Still will affect your heart
The Vernon Film Society’s first film of 2013 is bound to be an audience pleaser if previous films by director Michael McGowan (St. Ralph, One Week and Score, a Hockey Musical) are anything to go by.
McGowan’s latest, Still, is based on the true story of 89-year-old New Brunswick farmer Craig Morrison, played by James Cromwell (Babe, Secretariat), who starts to build a new home on his land for his ailing wife, played by French-Canadian actress Geneviève Bujold (Oscar nominee for Anne of a Thousand Days and Canadian Film Award winner for Kamouraska).
In the film, Craig is thwarted by government inspector Rick (Jonathon Potts) who makes it his personal mission to halt construction of the new house.
A skilled carpenter who can be cantankerous and stubborn, Craig manages to keep his traditional farm going because of the support of his wife, Irene, who’s as tough and determined as he is, and he is not going to back down.
On one level a story about the clash between heritage and modernity, Still is also a remarkably incisive and affecting character study.

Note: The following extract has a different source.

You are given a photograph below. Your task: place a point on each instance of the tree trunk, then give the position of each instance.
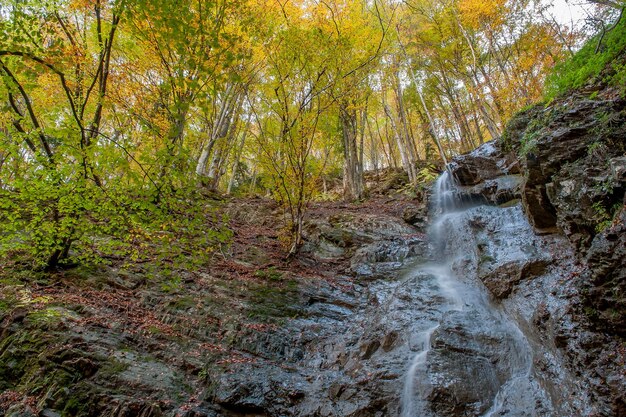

The taciturn Craig’s labour of love is inspired as much by his profound need to prove that he is still capable of providing for himself and his family and by his sense of his own mortality as it is by his powerful devotion to his wife.
Set against the gorgeous windswept vistas of New Brunswick, the movie is sensitively and astutely directed and features magnificent performances from its perfectly cast leads.
Still has recently been acquired by Samuel Goldwyn Films for distribution in the U.S., a real coup for an independent Canadian film.
Still will be shown at the Vernon Towne Cinema on Monday, Jan. 7 at 5:15 p.m. and 7:45 p.m. All tickets are $7, available at the theatre and the Bean Scene one week prior to the show as well as at the door.